Edmonton has the West Coast League’s Riverhawks, who had five players taken in the 2024 MLB Draft, Vancouver’s long history with the aforementioned Canadians continues and the Winnipeg Goldeyes are a fixture in the independent American Association of Professional Baseball.

“I want to say ‘Yes, it could work,’ but it’s a tough sell,” Alexander said about high-level baseball returning to Calgary without a major stadium. “As sad as it is, you have to deal with the weather, which makes it tough.”

With no plans on the horizon for the construction of a new facility, the various academies across the city and the collegiate Dinos will continue to carry the torch for baseball in Calgary — even without the lasting presence of Foothills Stadium serving as a backdrop for the next generation.

Parker said that he would like to see the stadium be memorialized, one way or another, even offering up the original home plate from Foothills, which he has kept all these years.

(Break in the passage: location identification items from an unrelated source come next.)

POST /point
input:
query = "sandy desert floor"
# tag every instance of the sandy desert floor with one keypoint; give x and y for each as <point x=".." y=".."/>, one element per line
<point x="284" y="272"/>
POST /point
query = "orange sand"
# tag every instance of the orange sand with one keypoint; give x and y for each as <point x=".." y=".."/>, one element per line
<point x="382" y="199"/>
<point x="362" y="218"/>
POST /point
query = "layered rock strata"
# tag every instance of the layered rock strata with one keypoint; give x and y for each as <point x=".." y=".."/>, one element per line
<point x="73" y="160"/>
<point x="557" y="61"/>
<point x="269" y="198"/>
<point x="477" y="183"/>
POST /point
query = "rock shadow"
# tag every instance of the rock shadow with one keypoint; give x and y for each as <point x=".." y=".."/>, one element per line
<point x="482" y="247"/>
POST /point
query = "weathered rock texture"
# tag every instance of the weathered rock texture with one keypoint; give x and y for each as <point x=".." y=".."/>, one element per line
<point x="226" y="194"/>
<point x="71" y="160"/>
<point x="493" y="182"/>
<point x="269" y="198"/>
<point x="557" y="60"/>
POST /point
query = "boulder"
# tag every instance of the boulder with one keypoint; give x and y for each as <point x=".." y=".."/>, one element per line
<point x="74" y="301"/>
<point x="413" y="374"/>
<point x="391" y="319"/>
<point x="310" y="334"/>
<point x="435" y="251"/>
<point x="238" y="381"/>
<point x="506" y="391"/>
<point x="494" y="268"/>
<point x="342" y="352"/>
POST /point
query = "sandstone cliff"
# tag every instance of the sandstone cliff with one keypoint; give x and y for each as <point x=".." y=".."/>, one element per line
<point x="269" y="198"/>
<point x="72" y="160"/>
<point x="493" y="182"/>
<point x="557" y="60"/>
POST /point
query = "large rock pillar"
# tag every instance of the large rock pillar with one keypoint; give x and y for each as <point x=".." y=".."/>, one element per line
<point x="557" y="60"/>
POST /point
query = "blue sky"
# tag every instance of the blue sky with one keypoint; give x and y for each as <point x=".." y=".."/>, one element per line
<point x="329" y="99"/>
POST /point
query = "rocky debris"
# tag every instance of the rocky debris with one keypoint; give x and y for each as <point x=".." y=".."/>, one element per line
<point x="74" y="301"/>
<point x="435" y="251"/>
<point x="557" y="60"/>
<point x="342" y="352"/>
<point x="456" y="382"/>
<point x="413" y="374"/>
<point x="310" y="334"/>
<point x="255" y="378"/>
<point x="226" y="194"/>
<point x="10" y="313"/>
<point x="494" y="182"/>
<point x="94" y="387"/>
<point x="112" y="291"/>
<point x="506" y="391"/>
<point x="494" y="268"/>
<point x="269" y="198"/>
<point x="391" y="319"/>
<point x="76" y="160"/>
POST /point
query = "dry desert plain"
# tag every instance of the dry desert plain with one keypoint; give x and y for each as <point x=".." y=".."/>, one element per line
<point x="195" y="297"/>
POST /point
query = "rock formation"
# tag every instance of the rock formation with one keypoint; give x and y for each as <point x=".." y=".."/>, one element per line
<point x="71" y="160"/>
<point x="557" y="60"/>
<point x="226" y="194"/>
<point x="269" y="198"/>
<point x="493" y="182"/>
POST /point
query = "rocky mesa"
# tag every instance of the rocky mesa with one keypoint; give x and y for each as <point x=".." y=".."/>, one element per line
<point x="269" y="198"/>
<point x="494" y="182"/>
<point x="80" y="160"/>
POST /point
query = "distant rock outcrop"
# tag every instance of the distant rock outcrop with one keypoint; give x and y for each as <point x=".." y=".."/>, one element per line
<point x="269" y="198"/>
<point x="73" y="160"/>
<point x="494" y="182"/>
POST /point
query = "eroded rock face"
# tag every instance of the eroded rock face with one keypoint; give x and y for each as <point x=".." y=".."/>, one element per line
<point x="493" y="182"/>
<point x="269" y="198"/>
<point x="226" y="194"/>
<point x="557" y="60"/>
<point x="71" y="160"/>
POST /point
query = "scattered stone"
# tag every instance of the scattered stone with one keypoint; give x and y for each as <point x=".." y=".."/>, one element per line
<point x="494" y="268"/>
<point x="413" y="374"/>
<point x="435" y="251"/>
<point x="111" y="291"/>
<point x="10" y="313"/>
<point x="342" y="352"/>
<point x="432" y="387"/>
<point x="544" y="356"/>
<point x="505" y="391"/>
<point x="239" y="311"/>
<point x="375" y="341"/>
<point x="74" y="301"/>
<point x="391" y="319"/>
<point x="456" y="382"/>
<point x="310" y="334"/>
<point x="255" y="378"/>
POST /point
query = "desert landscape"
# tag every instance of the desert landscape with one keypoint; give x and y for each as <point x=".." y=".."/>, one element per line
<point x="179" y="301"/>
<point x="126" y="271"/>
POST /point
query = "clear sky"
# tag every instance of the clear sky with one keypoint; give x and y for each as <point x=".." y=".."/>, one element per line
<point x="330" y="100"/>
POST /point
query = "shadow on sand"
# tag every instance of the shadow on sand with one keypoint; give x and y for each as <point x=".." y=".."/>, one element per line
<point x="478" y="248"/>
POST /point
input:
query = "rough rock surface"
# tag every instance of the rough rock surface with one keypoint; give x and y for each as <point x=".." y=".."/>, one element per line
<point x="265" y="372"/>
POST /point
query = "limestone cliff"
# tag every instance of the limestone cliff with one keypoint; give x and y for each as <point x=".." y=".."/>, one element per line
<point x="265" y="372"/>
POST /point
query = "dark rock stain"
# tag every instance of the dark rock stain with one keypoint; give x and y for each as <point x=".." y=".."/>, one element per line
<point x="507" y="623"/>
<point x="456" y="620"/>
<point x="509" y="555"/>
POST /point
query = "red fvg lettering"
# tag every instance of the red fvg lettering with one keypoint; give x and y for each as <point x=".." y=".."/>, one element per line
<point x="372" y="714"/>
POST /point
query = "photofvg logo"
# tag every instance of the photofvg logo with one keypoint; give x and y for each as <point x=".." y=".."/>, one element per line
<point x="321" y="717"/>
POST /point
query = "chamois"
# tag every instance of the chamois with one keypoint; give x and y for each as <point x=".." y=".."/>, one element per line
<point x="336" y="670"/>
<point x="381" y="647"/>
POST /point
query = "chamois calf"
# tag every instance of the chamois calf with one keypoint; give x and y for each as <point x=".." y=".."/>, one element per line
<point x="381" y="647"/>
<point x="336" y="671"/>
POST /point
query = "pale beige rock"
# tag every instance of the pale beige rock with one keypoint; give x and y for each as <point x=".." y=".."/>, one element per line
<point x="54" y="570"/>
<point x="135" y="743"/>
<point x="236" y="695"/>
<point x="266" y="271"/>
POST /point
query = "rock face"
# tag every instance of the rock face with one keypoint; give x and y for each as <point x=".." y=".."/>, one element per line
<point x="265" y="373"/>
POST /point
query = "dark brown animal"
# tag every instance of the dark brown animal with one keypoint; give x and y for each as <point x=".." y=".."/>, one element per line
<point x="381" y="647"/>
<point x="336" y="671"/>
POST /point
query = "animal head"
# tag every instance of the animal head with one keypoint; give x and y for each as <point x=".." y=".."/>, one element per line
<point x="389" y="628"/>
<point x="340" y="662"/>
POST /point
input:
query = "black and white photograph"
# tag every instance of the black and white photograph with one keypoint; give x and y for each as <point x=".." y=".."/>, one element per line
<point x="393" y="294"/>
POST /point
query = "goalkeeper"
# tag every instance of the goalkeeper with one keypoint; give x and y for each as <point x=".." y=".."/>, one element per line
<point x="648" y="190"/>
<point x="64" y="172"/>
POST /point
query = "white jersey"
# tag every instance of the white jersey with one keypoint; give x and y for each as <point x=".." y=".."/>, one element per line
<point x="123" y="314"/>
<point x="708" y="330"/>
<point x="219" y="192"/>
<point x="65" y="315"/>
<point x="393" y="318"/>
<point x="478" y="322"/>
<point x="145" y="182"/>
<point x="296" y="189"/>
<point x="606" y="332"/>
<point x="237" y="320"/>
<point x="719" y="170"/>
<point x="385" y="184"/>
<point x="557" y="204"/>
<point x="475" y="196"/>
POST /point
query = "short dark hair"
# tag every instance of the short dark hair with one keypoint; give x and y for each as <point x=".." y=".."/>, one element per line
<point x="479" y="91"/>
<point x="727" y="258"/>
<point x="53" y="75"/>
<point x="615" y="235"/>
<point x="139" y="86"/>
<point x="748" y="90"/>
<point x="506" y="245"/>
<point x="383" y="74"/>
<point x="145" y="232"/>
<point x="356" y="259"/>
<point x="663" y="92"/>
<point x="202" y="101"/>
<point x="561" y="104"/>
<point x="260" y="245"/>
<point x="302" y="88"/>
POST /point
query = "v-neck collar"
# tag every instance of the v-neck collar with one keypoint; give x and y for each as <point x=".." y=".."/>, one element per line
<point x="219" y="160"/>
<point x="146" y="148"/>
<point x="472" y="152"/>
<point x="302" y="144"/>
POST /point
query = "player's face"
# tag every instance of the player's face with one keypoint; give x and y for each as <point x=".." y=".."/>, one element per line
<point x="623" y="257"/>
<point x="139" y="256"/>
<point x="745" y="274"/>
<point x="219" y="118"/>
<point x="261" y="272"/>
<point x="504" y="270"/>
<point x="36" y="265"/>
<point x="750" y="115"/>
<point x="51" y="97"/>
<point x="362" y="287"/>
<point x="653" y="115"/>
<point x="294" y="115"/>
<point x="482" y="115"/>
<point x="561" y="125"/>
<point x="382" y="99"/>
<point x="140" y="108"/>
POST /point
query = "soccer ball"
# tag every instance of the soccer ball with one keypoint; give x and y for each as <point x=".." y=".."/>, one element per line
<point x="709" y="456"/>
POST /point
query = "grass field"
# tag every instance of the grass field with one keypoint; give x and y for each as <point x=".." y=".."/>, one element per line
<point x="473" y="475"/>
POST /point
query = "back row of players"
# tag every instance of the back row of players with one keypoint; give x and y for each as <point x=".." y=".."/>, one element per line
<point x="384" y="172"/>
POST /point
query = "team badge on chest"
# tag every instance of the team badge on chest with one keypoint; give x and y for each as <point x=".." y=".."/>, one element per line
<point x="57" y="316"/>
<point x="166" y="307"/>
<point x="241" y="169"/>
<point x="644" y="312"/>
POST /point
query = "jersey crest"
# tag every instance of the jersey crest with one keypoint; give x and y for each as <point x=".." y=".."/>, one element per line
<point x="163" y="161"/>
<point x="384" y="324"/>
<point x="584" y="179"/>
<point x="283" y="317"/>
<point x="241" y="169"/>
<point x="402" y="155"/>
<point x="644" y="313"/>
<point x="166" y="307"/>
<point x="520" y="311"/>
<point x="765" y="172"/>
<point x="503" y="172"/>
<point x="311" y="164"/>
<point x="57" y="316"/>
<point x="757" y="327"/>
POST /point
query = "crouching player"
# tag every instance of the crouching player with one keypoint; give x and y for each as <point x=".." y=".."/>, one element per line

“That would be nice to have something that recognizes what we had,” he said. “For everyone in the city that had an interest in baseball, to remember that it was a fun place to go. I mean, the atmosphere in the ballpark on the majority of evenings or days was electric.

“So yeah, I would feel good about that if somebody chose to have that done.”

Over the coming months, city workers will haul away the fallen bleachers and press box bit by bit. Eventually, Foothills Stadium’s physical presence will disappear completely, leaving behind only the memories of those who filled the stands or took the field at Calgary’s baseball home of nearly 60 years.